Mostrando que os 12 anos sem dirigir atores não lhe deixaram enferrujado, Zemeckis entrega um eficiente drama através de um arco dramático eficiente e simples, acompanhado a viagem de um homem, perdido em seu labirinto, que, mesmo após a extraordinária façanha de ter salvo dezenas de pessoas de um acidente aéreo aparentemente fatal, revela-se durante a trama, fraco e quebrado emocionalmente, apoiando-se na bebida e na vida errática que leva.

Como procedimento padrão, as autoridades que investigam o acidente acabam descobrindo garrafas de bebidas na lixeira do avião. Após um tempo, o óbvio acontece e Whip acaba sendo investigado sobre uma possível negligencia no exercício da pilotagem. E mesmo considerando seu heroísmo ao salvar as vidas dentro do avião valendo-se da sua habilidade incomum de pilotagem, Whip de fato voava, no momento da crise, alcoolizado. E esse é o grande dilema moral do filme (e esse moralismo do diretor se acentua no final numa cena dispensável).
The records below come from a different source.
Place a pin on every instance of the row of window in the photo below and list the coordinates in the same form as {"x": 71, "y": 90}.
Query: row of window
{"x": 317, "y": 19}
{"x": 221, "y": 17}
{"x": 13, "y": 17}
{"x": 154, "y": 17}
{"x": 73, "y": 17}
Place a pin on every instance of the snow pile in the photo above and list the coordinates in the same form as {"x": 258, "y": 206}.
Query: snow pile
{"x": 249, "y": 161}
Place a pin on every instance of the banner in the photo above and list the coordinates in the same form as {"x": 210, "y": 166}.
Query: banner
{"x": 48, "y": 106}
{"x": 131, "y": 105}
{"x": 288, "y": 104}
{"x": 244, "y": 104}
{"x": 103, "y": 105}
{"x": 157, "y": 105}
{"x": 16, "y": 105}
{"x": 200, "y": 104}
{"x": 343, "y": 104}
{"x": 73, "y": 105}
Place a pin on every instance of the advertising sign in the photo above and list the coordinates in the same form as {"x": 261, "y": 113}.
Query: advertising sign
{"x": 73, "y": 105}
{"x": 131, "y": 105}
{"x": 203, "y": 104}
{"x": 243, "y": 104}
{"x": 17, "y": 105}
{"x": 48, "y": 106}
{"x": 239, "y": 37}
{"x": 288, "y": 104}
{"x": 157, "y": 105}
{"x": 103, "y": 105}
E aqui Zemeckis mostra seus diferenciais: como excelente diretor de atores que é, devolve Denzel no trilho das grandes interpretações. E como tem faro para bons castings, escolhe coadjuvantes afiados para segurar a estrutura narrativa, onde Don Cheadle e John Goodman (este último, hilário) servem de tabela dramática para vários bons momentos. Não acreditei, no entanto, na tensão romântica do Whip por uma mulher, igualmente viciada, que se desenvolve durante o filme. Os melhores momentos são quando Whip visita sua própria consciência, onde ele revisita os sentimentos e relações que ele destruiu ao longo da sua vida: Com a ex-esposa, com os filhos, com os amigos, com a profissão, consigo mesmo…

Digno de nota é a espetacular sequência do acidente aéreo. Zemeckis realmente sabe filmar acidentes aéreos como ninguém (como não se lembrar da assustadora sequencia de O Naufrago??), em planos inusitados, inteligentes e até econômicos (ele mostra o choque do avião no solo pela perspectiva do retrovisor de um carro, e não próximo do avião, o que seria a decisão convencional  – e consideravelmente mais cara – a ser feita). Nem o desafio lógico de virar um avião de ponta cabeça (uma fantasia técnica: um avião, em iguais circunstancias, desmembrar-se-ia ainda em voo, uma vez que os esforços estruturais de uma nave como aquela resistem a torções infinitamente menores) estraga ou compromete o filme, narrado por Zemeckis como uma fábula adulta de autodestruição e redenção, na estrutura narrativa mais americana dentre todas as outras.

Filme primoroso tecnicamente e de sólidas interpretações, O Voo teve lançamento tímido no brasil, mas  que merece ser explorado e visto.